The Real HipHop: Battling for Knowledge, Power, and Respect in the LA Underground
As a Euro-Native girl growing up neglected in a Canadian redneck home in the late '80s and early '90s, I copied my anti-establishment parents by hanging with drug dealers, thieves, and bikers. The only element of life I drew inspiration from was the arts: drawing, making and listening music, and martial arts. Like other devalued teens, I made my car into a boom box on wheels, which pounded out angry, loud, beats from artists like NWA's "Fuck the Police" and Metallica's "Seek and Destroy."
Youth across the globe have been marginalized, abused, neglected, and incarcerated, but Marcyliena Morgan gives hope to current and future generations by providing background on the start of hip-hop and revealing its multifaceted layers. In The Real Hiphop, Morgan covers many artists and the process it takes from beginner to seasoned professional. She includes famous names like Public Enemy and Queen Latifah while others, such as Medusa and Chu, were completely new to me.
Morgan’s work also does a hefty job of paying respect to hip-hop. I was blown away by all the work it takes to become a decent MC: music of the past is learned, kids cut their teeth on the stage (risking rejection in front of crowds at places like Project Blowed), and the sheer mastery it takes to improve rhyme on the spot while making coherent sense is an art form descended from jazz.
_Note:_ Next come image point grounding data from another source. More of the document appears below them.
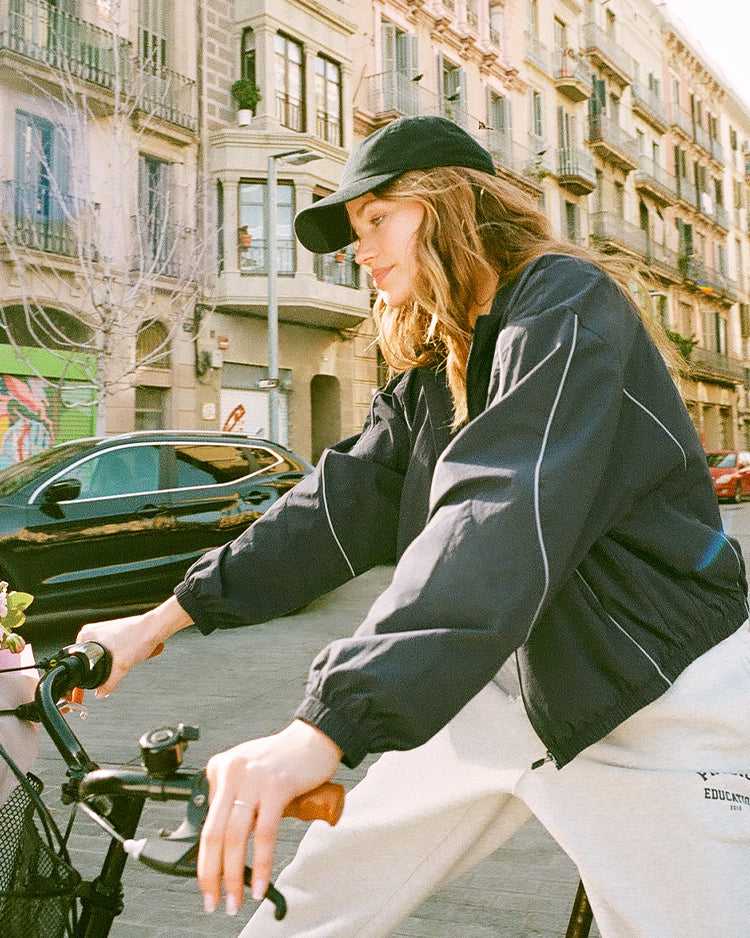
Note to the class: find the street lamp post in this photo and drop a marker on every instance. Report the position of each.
(296, 158)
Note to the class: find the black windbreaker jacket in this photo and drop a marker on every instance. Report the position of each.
(572, 522)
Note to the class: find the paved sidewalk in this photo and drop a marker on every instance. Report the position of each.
(247, 682)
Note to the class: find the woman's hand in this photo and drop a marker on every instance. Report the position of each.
(250, 785)
(134, 638)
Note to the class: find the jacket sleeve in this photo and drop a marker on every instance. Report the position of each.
(320, 534)
(513, 509)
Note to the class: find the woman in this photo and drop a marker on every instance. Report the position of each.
(563, 634)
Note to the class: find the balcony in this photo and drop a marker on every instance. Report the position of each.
(162, 249)
(701, 138)
(706, 280)
(686, 191)
(572, 75)
(612, 144)
(649, 106)
(392, 94)
(67, 44)
(66, 47)
(716, 151)
(339, 268)
(576, 170)
(655, 183)
(605, 52)
(612, 232)
(717, 364)
(537, 53)
(252, 259)
(166, 95)
(41, 218)
(663, 260)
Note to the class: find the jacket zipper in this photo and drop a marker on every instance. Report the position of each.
(540, 762)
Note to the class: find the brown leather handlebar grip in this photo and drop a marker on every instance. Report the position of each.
(324, 803)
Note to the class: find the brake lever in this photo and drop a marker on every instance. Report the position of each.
(177, 853)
To be a player in the underground hip-hop scene, you have to know your shit. There can’t be any faking, like in mainstream music. It’s a spur of the moment adrenaline rush, and battling it out with words is a great growing process. Reading Morgan’s account of it all shows just how diverse and vibrant these communities are.
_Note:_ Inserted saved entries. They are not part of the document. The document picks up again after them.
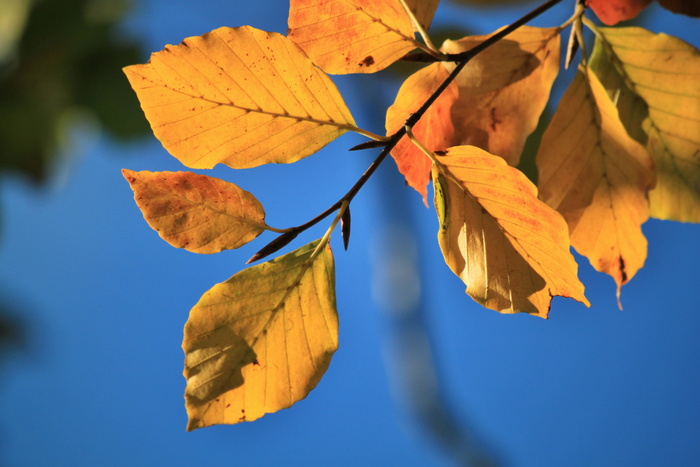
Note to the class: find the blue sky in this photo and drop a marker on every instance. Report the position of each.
(104, 301)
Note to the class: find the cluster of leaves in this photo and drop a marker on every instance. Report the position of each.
(624, 142)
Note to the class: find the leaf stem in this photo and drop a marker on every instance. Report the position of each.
(461, 59)
(434, 51)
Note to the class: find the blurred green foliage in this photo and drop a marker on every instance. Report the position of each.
(66, 60)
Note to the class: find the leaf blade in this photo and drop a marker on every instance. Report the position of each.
(351, 36)
(198, 213)
(238, 96)
(509, 248)
(504, 90)
(665, 72)
(598, 178)
(434, 129)
(251, 353)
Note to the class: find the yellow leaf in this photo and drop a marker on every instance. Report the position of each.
(504, 90)
(665, 72)
(434, 129)
(597, 177)
(423, 11)
(240, 97)
(632, 109)
(351, 36)
(262, 340)
(509, 248)
(195, 212)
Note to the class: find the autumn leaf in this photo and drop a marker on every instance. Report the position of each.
(238, 96)
(434, 129)
(262, 340)
(352, 36)
(631, 108)
(423, 11)
(665, 72)
(597, 177)
(198, 213)
(504, 90)
(509, 248)
(611, 12)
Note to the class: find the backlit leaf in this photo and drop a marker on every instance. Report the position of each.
(665, 72)
(262, 340)
(423, 10)
(195, 212)
(611, 12)
(504, 90)
(685, 7)
(509, 248)
(238, 96)
(632, 109)
(434, 129)
(351, 36)
(597, 177)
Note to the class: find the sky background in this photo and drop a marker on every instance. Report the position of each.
(103, 301)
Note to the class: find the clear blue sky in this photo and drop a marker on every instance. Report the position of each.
(105, 301)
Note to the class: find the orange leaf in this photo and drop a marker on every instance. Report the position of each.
(504, 90)
(598, 177)
(241, 97)
(351, 36)
(509, 248)
(434, 129)
(611, 12)
(195, 212)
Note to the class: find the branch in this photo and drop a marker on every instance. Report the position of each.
(461, 59)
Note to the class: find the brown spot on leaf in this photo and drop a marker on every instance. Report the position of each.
(622, 270)
(368, 61)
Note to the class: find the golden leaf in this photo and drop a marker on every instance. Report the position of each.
(434, 129)
(509, 248)
(195, 212)
(423, 11)
(238, 96)
(351, 36)
(262, 340)
(504, 90)
(665, 72)
(597, 177)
Sadly, not everyone sees hip-hop as a valid art form. Police harassment and communal apprehension create divisions between people and demonize black youth. Institutions such as the LAPD, which uses “ghetto birds”–helicopters that fly overhead–to keep an eye on hip-hop gatherings in Leimert Park, treat youth as criminals.
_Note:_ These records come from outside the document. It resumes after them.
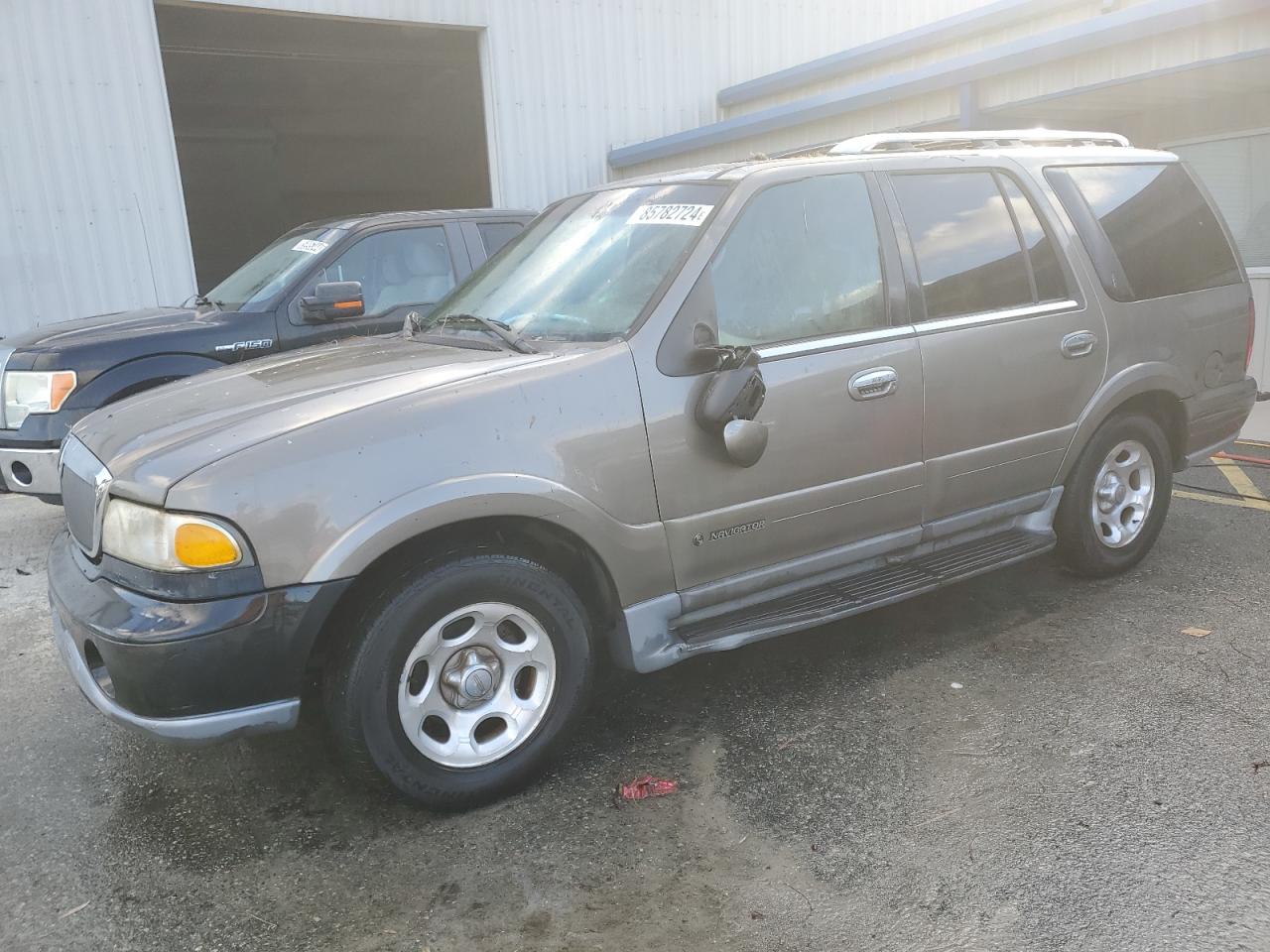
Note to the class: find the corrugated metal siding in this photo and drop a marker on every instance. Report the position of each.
(571, 79)
(93, 217)
(567, 80)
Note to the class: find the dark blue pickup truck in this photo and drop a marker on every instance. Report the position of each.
(326, 280)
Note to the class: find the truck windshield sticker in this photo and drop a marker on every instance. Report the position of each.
(671, 214)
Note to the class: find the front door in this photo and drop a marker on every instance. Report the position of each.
(801, 277)
(400, 270)
(1010, 353)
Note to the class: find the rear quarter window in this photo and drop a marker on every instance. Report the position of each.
(1148, 229)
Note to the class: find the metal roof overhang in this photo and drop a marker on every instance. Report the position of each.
(1003, 13)
(1135, 23)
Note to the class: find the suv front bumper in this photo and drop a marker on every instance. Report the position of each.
(186, 671)
(30, 471)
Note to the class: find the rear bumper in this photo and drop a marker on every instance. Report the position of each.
(32, 471)
(1214, 419)
(186, 671)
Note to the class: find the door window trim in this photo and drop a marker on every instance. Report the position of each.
(917, 296)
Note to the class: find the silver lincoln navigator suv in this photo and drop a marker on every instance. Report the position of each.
(674, 416)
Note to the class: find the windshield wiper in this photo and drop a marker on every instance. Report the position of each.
(497, 327)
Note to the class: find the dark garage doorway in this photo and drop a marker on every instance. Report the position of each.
(285, 118)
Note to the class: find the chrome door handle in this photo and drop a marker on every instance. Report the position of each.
(873, 384)
(1079, 344)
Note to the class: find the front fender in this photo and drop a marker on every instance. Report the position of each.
(636, 556)
(135, 376)
(1125, 385)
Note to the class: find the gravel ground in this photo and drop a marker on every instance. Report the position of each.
(1021, 762)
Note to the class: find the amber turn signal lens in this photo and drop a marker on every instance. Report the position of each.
(202, 546)
(62, 384)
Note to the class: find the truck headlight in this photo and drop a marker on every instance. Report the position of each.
(169, 542)
(35, 393)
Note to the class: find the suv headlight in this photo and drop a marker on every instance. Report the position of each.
(168, 542)
(35, 393)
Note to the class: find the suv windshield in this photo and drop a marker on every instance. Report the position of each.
(588, 267)
(261, 280)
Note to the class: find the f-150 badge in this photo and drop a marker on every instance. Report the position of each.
(263, 344)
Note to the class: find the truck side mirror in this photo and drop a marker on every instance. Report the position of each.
(333, 299)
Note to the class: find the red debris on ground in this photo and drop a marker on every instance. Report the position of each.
(645, 787)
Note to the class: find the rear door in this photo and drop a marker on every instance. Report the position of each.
(1011, 352)
(400, 268)
(802, 277)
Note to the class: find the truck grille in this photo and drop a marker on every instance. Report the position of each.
(85, 485)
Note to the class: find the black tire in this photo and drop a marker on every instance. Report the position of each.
(361, 683)
(1080, 546)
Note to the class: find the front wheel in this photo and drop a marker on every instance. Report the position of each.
(1115, 502)
(465, 682)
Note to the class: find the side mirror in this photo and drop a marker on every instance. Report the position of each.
(730, 402)
(333, 299)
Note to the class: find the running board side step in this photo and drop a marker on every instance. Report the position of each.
(862, 592)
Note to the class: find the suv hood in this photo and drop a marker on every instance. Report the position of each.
(153, 440)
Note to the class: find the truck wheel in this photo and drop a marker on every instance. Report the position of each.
(465, 680)
(1115, 502)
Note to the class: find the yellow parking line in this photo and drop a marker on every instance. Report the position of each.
(1238, 479)
(1223, 500)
The Real Hiphop is a testament to the versatile creativity of underground artists who use words to make change. Such talent affects not only the communities that create it, but places across the globe, like the tiny Canadian town I grew up in or a big Japanese city like Tokyo. To “keep it real” is to give voice to your own experiences and truth, to keep speaking when the mainstream machine tries to silence you.